Many banks offer residents cash in exchange for a vacant house left in good condition. Obtaining possession of a foreclosed home as soon as possible helps to minimize the bank’s losses. The bank determines the amount of money it gives the homeowner or occupant of a foreclosed property, and may even offer money to avoid the foreclosure process altogether.
Foreclosure Occupants Who Get Money
Known as “relocation assistance” and “cash for keys,” the money that banks give residents of foreclosed homes functions as incentive to move out quickly and gracefully. Homeowners, renters and other occupants residing in the property at the time of foreclosure may receive an offer from the bank. Occupants can negotiate a move out time and the monetary amount with the bank’s real estate agent, or other representative hired to help the bank take possession of the home.
Less Time Equals More Money
Banks offer cash for keys on a voluntary basis. The payment amount is subject to bank discretion and usually negotiable. Typically, the faster a homeowner vacates the property, the more money he gets. The bank considers other factors in addition to the time needed to move out, including the home’s value, its physical condition and the bank’s plan for the property. Banks usually offer between $500 to $5,000 and require that occupants leave the home “broom-swept,” free of debris, and with all fixtures and landscaping intact.
Banks want occupants to vacate a foreclosed property within a certain number of days.
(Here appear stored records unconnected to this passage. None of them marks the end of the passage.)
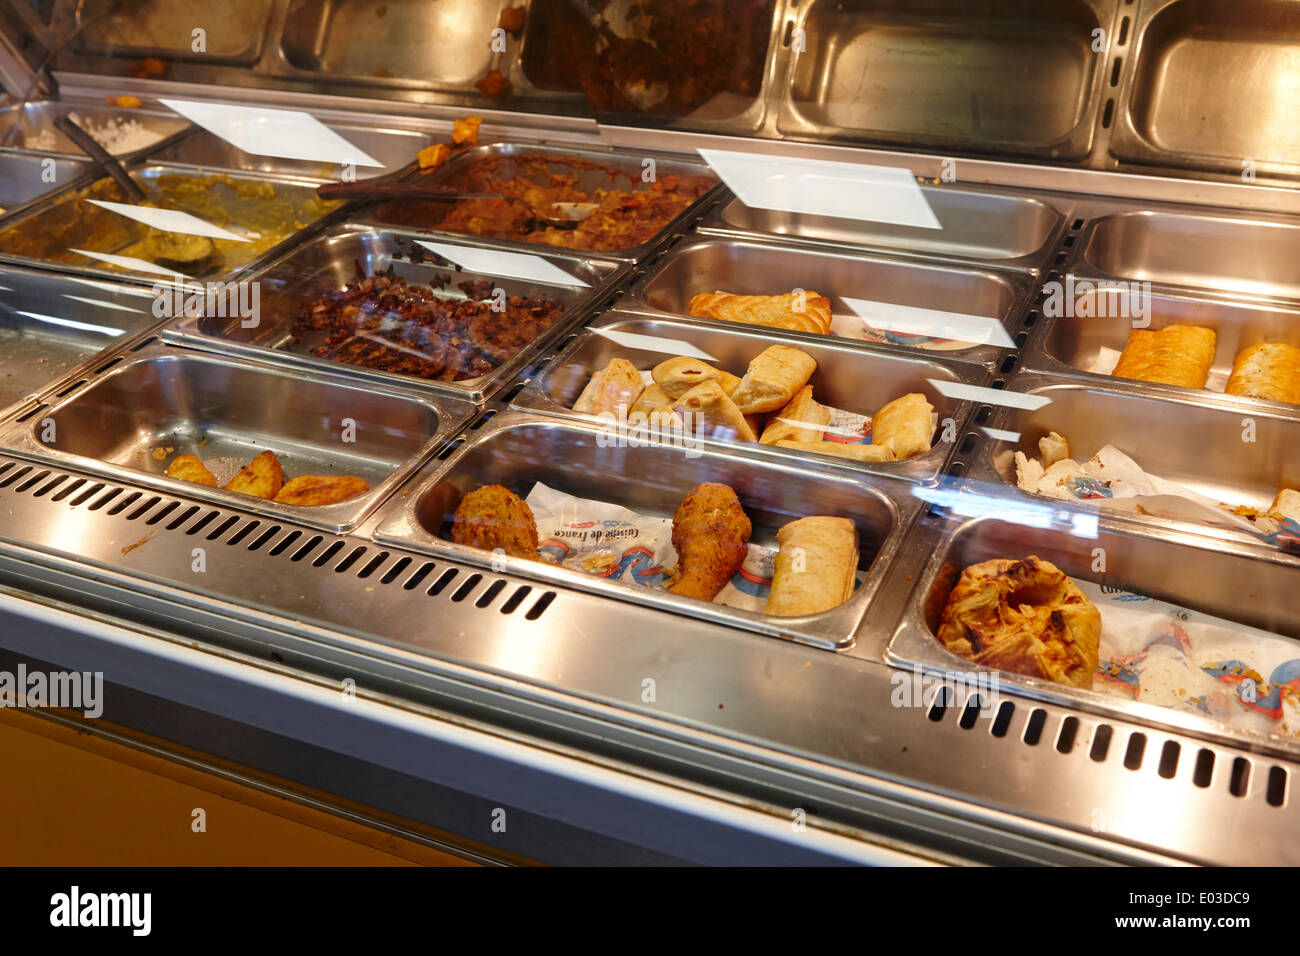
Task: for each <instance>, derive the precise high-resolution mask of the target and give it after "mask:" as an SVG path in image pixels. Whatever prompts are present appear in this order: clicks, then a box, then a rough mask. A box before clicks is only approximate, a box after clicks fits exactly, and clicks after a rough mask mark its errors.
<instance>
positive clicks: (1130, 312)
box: [1043, 276, 1151, 329]
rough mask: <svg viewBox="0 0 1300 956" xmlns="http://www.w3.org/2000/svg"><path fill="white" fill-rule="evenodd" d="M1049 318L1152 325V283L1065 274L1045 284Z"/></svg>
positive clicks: (1047, 282)
mask: <svg viewBox="0 0 1300 956" xmlns="http://www.w3.org/2000/svg"><path fill="white" fill-rule="evenodd" d="M1043 291H1044V293H1045V297H1044V299H1043V315H1045V316H1047V317H1048V319H1060V317H1062V316H1065V317H1070V319H1128V320H1130V321H1132V324H1134V328H1135V329H1145V328H1147V326H1148V325H1151V282H1138V281H1128V282H1125V281H1118V280H1089V278H1079V280H1076V278H1075V277H1074V276H1066V277H1065V281H1063V282H1062V281H1060V280H1052V281H1050V282H1044V284H1043Z"/></svg>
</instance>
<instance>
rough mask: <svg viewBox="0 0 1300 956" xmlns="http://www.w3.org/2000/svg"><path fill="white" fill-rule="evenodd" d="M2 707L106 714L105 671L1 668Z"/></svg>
mask: <svg viewBox="0 0 1300 956" xmlns="http://www.w3.org/2000/svg"><path fill="white" fill-rule="evenodd" d="M0 708H61V709H64V710H81V711H82V715H85V717H91V718H94V717H99V715H100V714H103V713H104V674H103V671H48V672H47V671H29V670H27V665H25V663H19V665H18V670H17V671H0Z"/></svg>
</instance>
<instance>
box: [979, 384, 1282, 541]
mask: <svg viewBox="0 0 1300 956" xmlns="http://www.w3.org/2000/svg"><path fill="white" fill-rule="evenodd" d="M1009 392H1011V393H1023V394H1028V395H1035V397H1037V398H1044V399H1048V401H1047V403H1045V405H1043V406H1041V407H1039V408H1034V410H1030V408H1017V407H1013V406H1002V407H1001V408H998V410H997V411H996V412H995V415H993V416H992V419H991V421H989V427H991V432H992V433H995V434H997V436H1001V437H991V438H987V440H985V441H984V442H983V445H982V446H980V447H979V449H978V451H976V453H975V457H974V459H972V460H971V467H970V470H969V471H967V475H966V477H967V483H969V490H971V492H972V493H976V494H978V493H982V492H983V490H985V486H984V485H983V484H982V483H989V485H992V486H993V492H995V494H1000V496H1001V493H1002V489H1001V486H1000V485H1002V484H1005V485H1006V488H1008V489H1009V492H1010V493H1011V494H1014V496H1015V497H1019V498H1022V499H1024V501H1034V502H1039V503H1052V499H1049V498H1044V497H1041V496H1036V494H1028V493H1026V492H1021V490H1018V489H1017V486H1015V460H1014V458H1015V451H1023V453H1024V454H1027V455H1028V457H1030V458H1037V457H1039V449H1037V442H1039V438H1040V437H1043V436H1045V434H1047V433H1048V432H1057V433H1060V434H1062V436H1065V438H1066V440H1067V441H1069V442H1070V457H1071V458H1074V459H1075V460H1078V462H1084V460H1087V459H1088V458H1091V457H1092V455H1093V454H1095V453H1096V451H1099V450H1100V449H1101V447H1102V446H1104V445H1114V446H1115V447H1117V449H1119V450H1121V451H1123V453H1125V454H1127V455H1128V457H1131V458H1132V459H1134V460H1136V462H1138V464H1140V466H1141V467H1143V470H1144V471H1147V472H1149V473H1152V475H1158V476H1160V477H1164V479H1167V480H1170V481H1174V483H1177V484H1179V485H1183V486H1186V488H1190V489H1192V490H1193V492H1199V493H1200V494H1204V496H1206V497H1208V498H1212V499H1214V501H1221V502H1226V503H1229V505H1232V506H1238V505H1247V506H1251V507H1257V509H1260V511H1268V509H1269V506H1270V505H1271V503H1273V497H1274V496H1275V494H1277V493H1278V492H1279V490H1282V489H1283V488H1300V459H1297V458H1296V455H1295V454H1294V449H1296V447H1297V446H1300V414H1297V412H1300V410H1296V408H1295V407H1294V406H1279V407H1282V408H1288V410H1290V411H1288V412H1281V414H1279V412H1278V411H1275V410H1271V408H1269V407H1268V406H1266V405H1264V403H1261V407H1251V401H1249V399H1247V401H1245V402H1234V401H1212V399H1203V398H1199V397H1188V395H1187V393H1186V390H1184V397H1183V398H1173V397H1167V395H1162V394H1160V393H1154V392H1152V390H1149V389H1145V388H1143V386H1141V382H1128V384H1122V382H1118V381H1117V382H1113V384H1108V385H1093V384H1091V382H1062V381H1061V380H1058V378H1054V377H1052V376H1045V375H1032V373H1023V372H1022V373H1018V375H1017V376H1014V377H1013V380H1011V382H1010V385H1009ZM1274 405H1277V403H1274ZM1013 436H1017V437H1013ZM1079 506H1080V507H1089V505H1088V503H1087V502H1080V505H1079ZM1102 511H1104V512H1106V514H1113V515H1115V520H1117V522H1136V523H1139V524H1144V525H1148V527H1149V528H1154V529H1160V528H1170V527H1178V528H1180V529H1183V531H1187V532H1190V533H1196V535H1206V536H1212V537H1217V538H1239V540H1243V541H1248V542H1253V544H1260V542H1258V540H1257V538H1256V537H1255V536H1252V535H1249V533H1247V532H1236V531H1232V529H1227V528H1216V527H1210V525H1204V524H1195V523H1183V522H1171V520H1169V519H1165V518H1156V516H1151V515H1140V514H1130V512H1122V514H1117V512H1108V511H1105V509H1102ZM1261 546H1262V545H1261Z"/></svg>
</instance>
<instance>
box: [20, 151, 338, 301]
mask: <svg viewBox="0 0 1300 956" xmlns="http://www.w3.org/2000/svg"><path fill="white" fill-rule="evenodd" d="M130 173H131V176H133V177H134V178H135V179H138V181H143V182H144V183H148V182H149V181H151V179H156V178H159V177H162V176H182V177H198V176H216V177H229V178H230V179H233V181H238V182H244V183H266V185H270V186H273V187H274V189H276V193H277V195H282V196H285V198H286V199H287V200H289V202H291V204H292V209H294V212H295V213H303V216H304V220H305V221H304V224H303V228H300V229H295V230H291V232H290V233H289V234H287V235H286V237H285V238H283V239H282V241H281V242H278V243H276V245H274V246H270V247H269V248H266V250H265V251H263V252H260V254H256V255H250V256H248V258H247V259H244V260H235V261H227V263H225V267H226V268H224V271H222V272H220V273H212V274H190V276H188V277H190V278H196V280H200V281H205V282H220V281H229V280H231V278H234V277H235V276H239V274H242V273H248V272H252V271H255V269H256V268H257V267H259V265H261V264H264V263H268V261H272V260H273V259H276V258H277V256H278V255H279V254H282V252H283V251H285V250H286V248H289V247H290V246H292V245H294V243H295V242H298V241H299V239H300V238H302V237H303V235H308V234H312V233H315V232H318V230H320V229H322V228H325V226H328V225H329V224H330V222H334V221H337V220H338V217H339V216H341V215H343V211H344V209H346V208H347V207H346V206H342V204H341V206H339V207H338V208H334V209H330V211H328V212H324V213H322V215H320V216H316V217H315V219H309V215H311V208H309V204H311V203H312V202H315V200H316V186H317V183H316V182H313V181H304V179H295V178H289V177H270V176H253V174H247V173H237V172H211V170H209V172H198V170H194V169H187V168H185V166H173V165H169V164H164V163H151V164H147V165H133V166H130ZM83 185H88V183H83ZM77 189H81V185H78V186H77V187H73V189H65V190H62V191H61V193H59V194H57V195H51V196H45V198H44V199H43V200H42V202H40V203H36V204H32V206H30V207H27V208H26V209H25V211H23V213H22V215H21V216H12V217H9V219H6V220H5V222H4V226H12V225H16V224H17V225H21V226H23V228H25V229H26V228H35V225H36V224H38V222H39V221H40V220H42V219H43V217H45V216H51V215H57V213H59V212H60V211H59V209H57V207H59V204H60V203H61V202H62V200H64V199H65V196H70V195H72V194H73V193H74V191H75V190H77ZM146 191H148V190H146ZM230 194H231V195H230V203H229V206H233V207H235V208H238V209H243V211H246V212H247V213H248V216H247V217H244V221H246V222H253V224H256V222H257V216H256V211H257V209H260V208H261V207H259V200H257V199H255V198H240V196H238V195H237V194H234V191H233V190H230ZM69 202H72V200H69ZM229 206H227V208H229ZM182 211H186V209H182ZM107 215H112V213H107ZM65 219H66V217H65ZM199 219H203V216H201V211H200V215H199ZM238 222H239V217H235V219H234V224H238ZM146 230H147V226H144V225H139V229H136V230H135V233H134V234H133V238H131V239H130V242H134V241H135V239H138V238H142V237H143V235H144V234H146ZM72 241H73V242H74V241H75V238H73V239H72ZM127 245H130V243H127ZM121 248H125V246H122V247H116V248H96V250H90V251H92V252H103V254H109V255H113V254H117V252H120V251H121ZM0 261H5V263H14V264H18V265H26V267H35V268H45V269H59V271H61V272H73V273H79V274H87V276H100V277H105V278H117V280H127V281H135V282H139V281H149V282H153V281H172V277H173V273H165V274H159V273H156V272H144V271H143V269H142V271H139V272H136V271H133V269H127V268H116V267H112V265H108V264H94V263H95V261H96V260H92V259H82V261H77V263H68V261H59V260H53V259H34V258H29V256H23V255H18V254H13V252H6V251H4V250H3V248H0Z"/></svg>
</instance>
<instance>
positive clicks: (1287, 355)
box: [1226, 342, 1300, 405]
mask: <svg viewBox="0 0 1300 956" xmlns="http://www.w3.org/2000/svg"><path fill="white" fill-rule="evenodd" d="M1226 392H1227V394H1230V395H1249V397H1251V398H1265V399H1268V401H1270V402H1291V403H1292V405H1297V403H1300V349H1296V347H1295V346H1294V345H1286V343H1284V342H1261V343H1258V345H1252V346H1251V347H1249V349H1243V350H1242V351H1239V352H1238V354H1236V359H1235V360H1234V362H1232V375H1231V377H1229V380H1227V389H1226Z"/></svg>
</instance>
An eviction can take between three months and six months and tenants in foreclosure have certain rights protecting them against having to move. Extended occupancy of a foreclosure increases the bank’s overall maintenance costs, therefore, banks pay tenants to move out relatively quickly. Banks also bear the expense of paying security deposits, utility deposits, moving costs and even temporary living expenses for tenants after foreclosure. As a result, paying tenants a lump sum to move out may entail less money and hassle.
Money to Avoid Foreclosure
Banks can also offer homeowners money to avoid foreclosure. They may offer relocation assistance for a short sale — when owners sell for less than the mortgage debt owed — or for a deed-in-lieu of foreclosure. A deed-in-lieu involves transferring ownership to the bank instead of waiting for foreclosure. The amount that banks pay for these alternatives varies and may also be negotiated. Lenders participating in the federal Home Affordable Foreclosure Alternatives program, however, must pay homeowners $3,000 for a short sale or deed-in-lieu.